In 2021, CVC acquired 90.1% of Ethniki Insurance for €346.5 million, with its net investment totaling €221.5 million. Now, in its agreement with Piraeus Bank, the valuation has soared to €600 million, allowing the fund to exit with a substantial profit in less than three years. Notably, no competing bid exceeded €400 million! Why Piraeus Bank CEO Christos Megalou agreed to pay CVC €200 million more than National Bank of Greece CEO Pavlos Mylonas was willing to offer is a question known only to Megalou and the Greek government’s top leadership.
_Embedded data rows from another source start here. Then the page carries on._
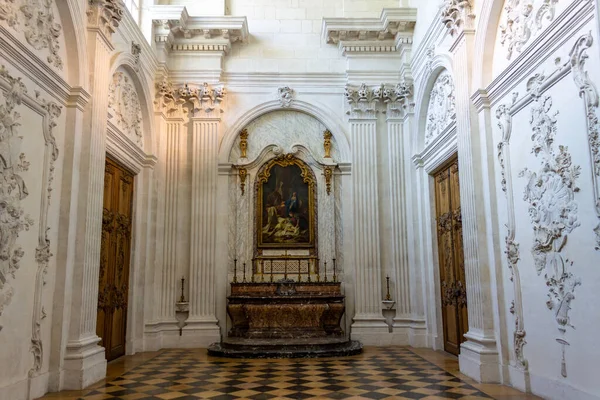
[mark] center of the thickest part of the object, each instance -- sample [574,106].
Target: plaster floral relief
[442,107]
[13,219]
[37,21]
[550,193]
[124,105]
[524,20]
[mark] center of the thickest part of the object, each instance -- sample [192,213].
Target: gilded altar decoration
[328,175]
[286,197]
[244,143]
[243,172]
[327,143]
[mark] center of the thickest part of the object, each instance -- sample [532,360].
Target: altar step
[284,348]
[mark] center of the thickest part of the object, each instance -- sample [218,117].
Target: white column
[399,260]
[369,323]
[84,361]
[479,355]
[175,135]
[205,146]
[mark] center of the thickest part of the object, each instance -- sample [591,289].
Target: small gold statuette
[327,143]
[243,172]
[244,143]
[328,172]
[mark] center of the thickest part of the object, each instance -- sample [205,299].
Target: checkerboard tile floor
[392,373]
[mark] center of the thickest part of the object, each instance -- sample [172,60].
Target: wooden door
[115,252]
[451,259]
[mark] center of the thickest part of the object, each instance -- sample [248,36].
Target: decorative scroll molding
[327,143]
[285,96]
[550,192]
[523,20]
[105,15]
[504,117]
[363,102]
[456,15]
[39,25]
[589,93]
[125,106]
[13,218]
[399,99]
[442,107]
[392,23]
[204,100]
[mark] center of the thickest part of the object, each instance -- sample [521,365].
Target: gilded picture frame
[285,204]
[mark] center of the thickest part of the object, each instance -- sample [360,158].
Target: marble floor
[378,373]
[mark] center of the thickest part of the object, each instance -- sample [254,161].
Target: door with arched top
[450,256]
[115,253]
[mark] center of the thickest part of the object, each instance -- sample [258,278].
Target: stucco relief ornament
[124,103]
[550,193]
[589,93]
[441,112]
[456,14]
[13,190]
[286,96]
[523,20]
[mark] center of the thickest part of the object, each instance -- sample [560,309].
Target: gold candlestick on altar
[182,298]
[235,270]
[388,297]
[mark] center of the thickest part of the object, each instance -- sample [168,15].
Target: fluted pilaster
[205,135]
[479,355]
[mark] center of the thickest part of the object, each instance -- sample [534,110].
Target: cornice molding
[175,29]
[385,34]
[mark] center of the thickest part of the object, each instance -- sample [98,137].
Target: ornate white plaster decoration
[136,51]
[456,15]
[13,219]
[524,19]
[124,105]
[13,189]
[39,26]
[398,99]
[105,15]
[550,193]
[589,93]
[181,32]
[504,117]
[441,111]
[286,96]
[204,100]
[393,21]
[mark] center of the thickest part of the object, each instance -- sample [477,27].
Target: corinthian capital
[105,15]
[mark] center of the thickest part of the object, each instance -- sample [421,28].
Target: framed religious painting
[285,204]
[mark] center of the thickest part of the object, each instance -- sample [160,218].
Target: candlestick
[182,299]
[334,275]
[235,270]
[388,297]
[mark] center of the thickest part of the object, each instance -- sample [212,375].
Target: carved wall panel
[28,152]
[441,111]
[124,106]
[40,24]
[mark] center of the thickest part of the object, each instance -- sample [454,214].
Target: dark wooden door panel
[450,256]
[114,260]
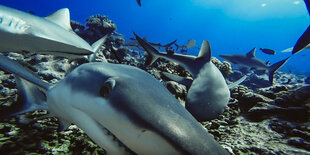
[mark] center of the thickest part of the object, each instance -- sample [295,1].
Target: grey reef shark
[134,44]
[208,93]
[122,108]
[304,39]
[21,31]
[250,61]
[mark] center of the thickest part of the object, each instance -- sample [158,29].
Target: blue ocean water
[232,27]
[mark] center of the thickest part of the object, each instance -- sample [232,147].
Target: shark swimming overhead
[250,61]
[208,94]
[20,31]
[121,108]
[304,39]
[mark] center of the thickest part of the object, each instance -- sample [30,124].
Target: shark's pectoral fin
[30,98]
[96,48]
[182,80]
[152,52]
[205,51]
[251,54]
[61,18]
[302,42]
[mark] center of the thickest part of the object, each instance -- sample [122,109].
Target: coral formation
[258,119]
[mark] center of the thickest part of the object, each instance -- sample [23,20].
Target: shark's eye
[106,89]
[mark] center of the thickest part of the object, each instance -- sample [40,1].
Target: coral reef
[259,119]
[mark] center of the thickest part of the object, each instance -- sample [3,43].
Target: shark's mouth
[115,140]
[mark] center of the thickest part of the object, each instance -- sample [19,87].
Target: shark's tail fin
[152,52]
[96,48]
[170,44]
[31,89]
[273,68]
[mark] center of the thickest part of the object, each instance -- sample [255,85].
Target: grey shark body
[135,44]
[250,61]
[111,99]
[208,94]
[20,31]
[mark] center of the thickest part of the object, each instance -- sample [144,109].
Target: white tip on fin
[61,18]
[236,83]
[251,53]
[205,51]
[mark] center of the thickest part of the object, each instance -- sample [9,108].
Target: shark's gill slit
[118,142]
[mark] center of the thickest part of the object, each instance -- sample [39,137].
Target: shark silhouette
[20,31]
[121,108]
[250,61]
[304,39]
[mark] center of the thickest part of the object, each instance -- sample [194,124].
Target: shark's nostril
[104,91]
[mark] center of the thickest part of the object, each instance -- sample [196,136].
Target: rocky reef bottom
[259,119]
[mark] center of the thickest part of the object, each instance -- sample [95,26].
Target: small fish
[268,51]
[139,2]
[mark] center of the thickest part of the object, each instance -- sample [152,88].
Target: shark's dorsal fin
[205,51]
[251,54]
[61,18]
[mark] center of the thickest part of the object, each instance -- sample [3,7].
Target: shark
[121,108]
[134,44]
[21,31]
[191,43]
[291,49]
[208,94]
[304,40]
[250,61]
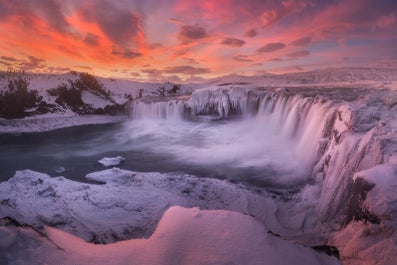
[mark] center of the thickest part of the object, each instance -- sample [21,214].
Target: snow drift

But the €200 million price premium is not CVC’s only gain. Despite a weakened financial position, Ethniki Insurance distributed €130.5 million in dividends over the last three years, of which CVC pocketed €117.7 million, while the National Bank of Greece received only €12.7 million. Moreover, due to a controversial 2021 agreement with the National Bank, CVC minimized its exposure to losses from legacy Life and Health insurance policies, as 75% of these were covered by the National Bank of Greece.
Risks for Piraeus Bank

Piraeus Bank’s decision to acquire 90.1% of Ethniki Insurance raises serious questions about the bank’s strategy and its impact on shareholders. The transaction weakens Piraeus’ capital position, with its Common Equity Tier 1 (CET1) ratio expected to decline from 20% to 18.5% by 2026, and remain below initial estimates in 2027 and 2028. This development significantly limits the bank’s ability to distribute high dividends.
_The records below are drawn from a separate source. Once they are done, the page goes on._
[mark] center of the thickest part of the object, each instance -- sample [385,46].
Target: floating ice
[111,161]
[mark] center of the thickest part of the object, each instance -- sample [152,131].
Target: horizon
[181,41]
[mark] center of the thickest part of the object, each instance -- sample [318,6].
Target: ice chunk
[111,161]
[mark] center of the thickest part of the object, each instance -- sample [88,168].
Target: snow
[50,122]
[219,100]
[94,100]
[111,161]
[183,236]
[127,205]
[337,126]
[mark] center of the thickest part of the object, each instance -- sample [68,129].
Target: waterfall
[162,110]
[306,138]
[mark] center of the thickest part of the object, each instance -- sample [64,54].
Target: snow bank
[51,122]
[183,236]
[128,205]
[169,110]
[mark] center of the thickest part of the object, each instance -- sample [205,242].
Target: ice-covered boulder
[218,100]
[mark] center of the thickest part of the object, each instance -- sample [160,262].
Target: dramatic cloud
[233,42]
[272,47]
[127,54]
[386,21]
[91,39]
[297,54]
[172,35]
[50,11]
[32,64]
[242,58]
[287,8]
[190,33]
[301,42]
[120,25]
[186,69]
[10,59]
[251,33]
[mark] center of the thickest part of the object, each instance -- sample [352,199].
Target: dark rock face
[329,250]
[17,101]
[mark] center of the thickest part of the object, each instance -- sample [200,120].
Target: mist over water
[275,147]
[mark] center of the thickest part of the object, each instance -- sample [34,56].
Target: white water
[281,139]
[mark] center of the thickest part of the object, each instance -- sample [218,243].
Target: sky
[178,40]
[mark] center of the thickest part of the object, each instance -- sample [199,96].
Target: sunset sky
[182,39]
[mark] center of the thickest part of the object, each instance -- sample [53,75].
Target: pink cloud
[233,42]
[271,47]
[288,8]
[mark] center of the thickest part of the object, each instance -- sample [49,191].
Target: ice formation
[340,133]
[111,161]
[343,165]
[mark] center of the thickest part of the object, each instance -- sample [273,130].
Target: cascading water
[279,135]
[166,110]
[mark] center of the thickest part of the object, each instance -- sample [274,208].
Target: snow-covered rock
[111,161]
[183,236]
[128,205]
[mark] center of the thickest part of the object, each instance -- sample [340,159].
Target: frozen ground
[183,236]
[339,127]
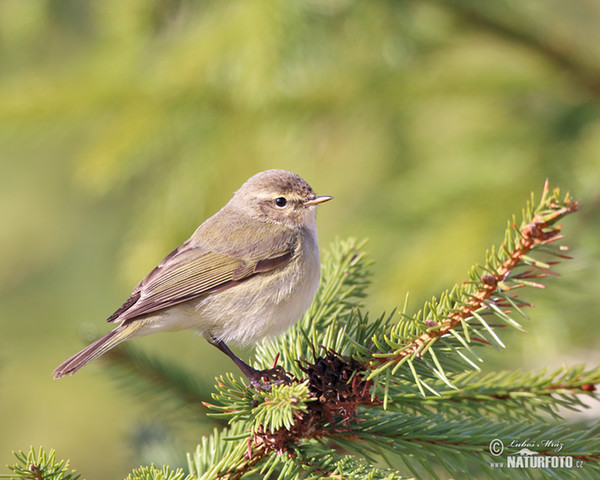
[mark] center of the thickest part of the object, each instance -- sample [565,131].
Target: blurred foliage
[123,125]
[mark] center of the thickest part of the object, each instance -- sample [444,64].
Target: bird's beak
[317,200]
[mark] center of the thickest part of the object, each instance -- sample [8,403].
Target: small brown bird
[248,272]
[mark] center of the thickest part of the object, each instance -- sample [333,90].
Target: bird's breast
[266,304]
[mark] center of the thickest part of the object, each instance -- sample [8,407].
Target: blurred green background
[123,125]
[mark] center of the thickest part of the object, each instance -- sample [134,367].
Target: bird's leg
[275,375]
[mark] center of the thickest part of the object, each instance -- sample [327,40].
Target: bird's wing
[191,271]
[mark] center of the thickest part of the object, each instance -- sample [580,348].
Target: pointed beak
[317,200]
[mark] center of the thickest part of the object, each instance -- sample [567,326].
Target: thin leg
[276,374]
[252,374]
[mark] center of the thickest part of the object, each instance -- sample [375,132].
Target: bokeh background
[123,125]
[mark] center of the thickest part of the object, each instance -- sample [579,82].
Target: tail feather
[94,350]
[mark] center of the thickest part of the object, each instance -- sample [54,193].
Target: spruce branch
[509,394]
[153,473]
[476,309]
[40,466]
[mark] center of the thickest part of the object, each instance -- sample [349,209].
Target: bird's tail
[94,350]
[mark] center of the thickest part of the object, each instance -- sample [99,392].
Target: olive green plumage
[247,272]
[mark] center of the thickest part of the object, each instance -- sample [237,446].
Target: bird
[246,273]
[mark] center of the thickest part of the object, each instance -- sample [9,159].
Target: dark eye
[281,202]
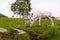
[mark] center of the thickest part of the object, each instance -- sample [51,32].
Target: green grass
[45,28]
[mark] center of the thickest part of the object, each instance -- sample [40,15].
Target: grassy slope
[10,23]
[16,22]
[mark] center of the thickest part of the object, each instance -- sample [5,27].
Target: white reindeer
[39,15]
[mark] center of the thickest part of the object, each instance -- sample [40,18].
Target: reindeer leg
[39,20]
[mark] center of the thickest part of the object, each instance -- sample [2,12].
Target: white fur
[39,15]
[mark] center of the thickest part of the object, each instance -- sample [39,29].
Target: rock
[19,31]
[3,30]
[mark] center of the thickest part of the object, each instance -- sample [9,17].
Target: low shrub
[41,32]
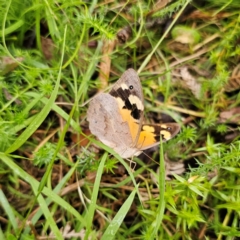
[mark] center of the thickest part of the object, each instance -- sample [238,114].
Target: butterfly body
[116,118]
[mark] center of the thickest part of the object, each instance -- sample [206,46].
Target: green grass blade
[8,209]
[92,206]
[118,219]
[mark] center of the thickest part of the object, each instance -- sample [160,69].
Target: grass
[57,181]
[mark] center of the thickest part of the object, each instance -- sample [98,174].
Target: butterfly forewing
[128,93]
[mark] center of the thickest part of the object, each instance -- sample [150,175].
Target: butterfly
[116,118]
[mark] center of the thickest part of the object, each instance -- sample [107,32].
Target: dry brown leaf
[231,116]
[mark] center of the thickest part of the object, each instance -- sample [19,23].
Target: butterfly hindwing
[116,118]
[150,134]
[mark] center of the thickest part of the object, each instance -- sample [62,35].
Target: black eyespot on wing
[124,95]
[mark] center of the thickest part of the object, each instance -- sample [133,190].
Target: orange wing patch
[133,125]
[147,137]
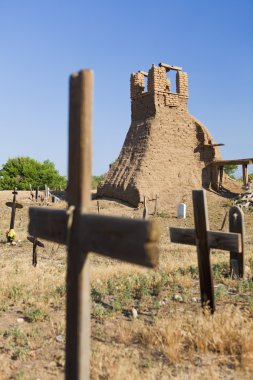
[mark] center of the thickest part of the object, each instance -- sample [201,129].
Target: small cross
[205,239]
[13,206]
[134,241]
[36,243]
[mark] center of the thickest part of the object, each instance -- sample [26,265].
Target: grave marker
[36,243]
[13,206]
[204,239]
[134,241]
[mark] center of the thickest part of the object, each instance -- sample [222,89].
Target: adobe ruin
[167,150]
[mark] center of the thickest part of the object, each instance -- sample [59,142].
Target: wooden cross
[134,241]
[36,243]
[13,206]
[205,239]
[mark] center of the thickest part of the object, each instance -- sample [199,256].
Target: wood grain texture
[236,224]
[215,239]
[201,227]
[79,185]
[134,241]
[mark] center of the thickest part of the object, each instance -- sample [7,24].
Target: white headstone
[181,211]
Furthermore, Piraeus Bank’s classification as a Financial Conglomerate (FICO) could increase its capital requirements, further restricting funds available for dividend payments. The acquisition also requires significant investments for the full integration of Ethniki Insurance, tying up capital in an uncertain business venture.
The bank’s capital buffer above minimum supervisory requirements is set to drop from 415 basis points to 265 basis points in 2026, with a further decline to 390 basis points in 2028. This shrinking buffer constrains Piraeus’ ability to distribute dividends. Additionally, the bank plans to rely on the "Danish Compromise" regulatory framework to maintain capital balance, but if its implementation is delayed or rejected, capital pressures will intensify.
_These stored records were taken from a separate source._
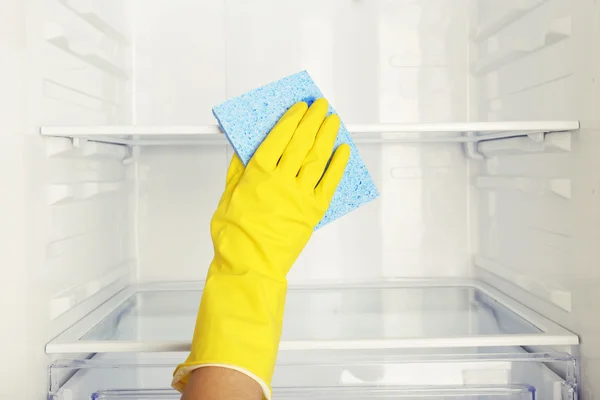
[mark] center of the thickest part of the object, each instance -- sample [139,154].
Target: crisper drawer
[441,375]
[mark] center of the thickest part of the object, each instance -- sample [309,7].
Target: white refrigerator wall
[536,221]
[67,220]
[352,49]
[76,220]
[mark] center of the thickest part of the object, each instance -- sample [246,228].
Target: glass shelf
[467,375]
[460,132]
[424,314]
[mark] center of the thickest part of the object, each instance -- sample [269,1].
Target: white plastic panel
[547,258]
[417,228]
[190,56]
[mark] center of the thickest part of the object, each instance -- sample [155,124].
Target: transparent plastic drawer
[451,374]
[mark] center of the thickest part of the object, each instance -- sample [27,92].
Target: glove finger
[304,138]
[317,158]
[234,174]
[328,185]
[271,149]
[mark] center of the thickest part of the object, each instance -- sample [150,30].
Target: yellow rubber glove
[264,219]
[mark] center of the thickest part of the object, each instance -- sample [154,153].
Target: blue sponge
[247,119]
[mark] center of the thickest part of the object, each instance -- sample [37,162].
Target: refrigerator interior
[465,112]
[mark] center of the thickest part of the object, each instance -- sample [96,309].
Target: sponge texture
[247,120]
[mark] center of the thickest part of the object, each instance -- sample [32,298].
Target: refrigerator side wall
[537,229]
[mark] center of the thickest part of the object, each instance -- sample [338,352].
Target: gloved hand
[264,219]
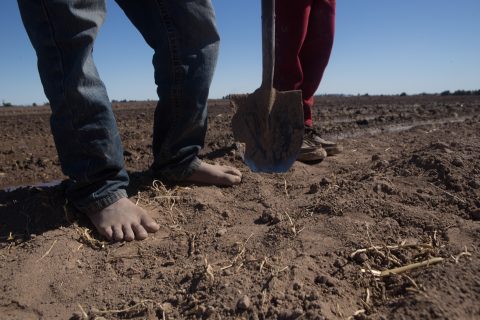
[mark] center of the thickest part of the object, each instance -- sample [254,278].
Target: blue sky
[381,47]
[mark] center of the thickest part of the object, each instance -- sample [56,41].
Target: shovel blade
[272,136]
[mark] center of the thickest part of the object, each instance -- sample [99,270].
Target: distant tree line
[461,93]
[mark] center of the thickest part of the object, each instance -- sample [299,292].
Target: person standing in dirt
[304,39]
[185,41]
While net commission income is projected to rise to 28% of total revenues, concerns remain about the sustainability of these returns. In the event of an economic downturn or slowdown in the insurance sector, Piraeus Bank could see its revenues decline, impacting profitability and dividend payouts.

Moreover, Ethniki Insurance faces structural challenges. Loss-making Life and Health insurance contracts, valuable assets sold off by CVC, and increasing competition exert pressure on the company. Crucially, Piraeus Bank will not have direct control over the distribution of insurance products, as these are sold through the National Bank of Greece. If Piraeus seeks to leverage its own distribution network, it will need to terminate existing partnerships with NN and Ergo—an expensive undertaking.

Piraeus Bank CEO Christos Megalou, along with banking regulators from the Single Supervisory Mechanism (SSM) and the Bank of Greece, must provide clear answers regarding this rushed deal—one that appears to benefit only CVC and its investors, whoever they may be.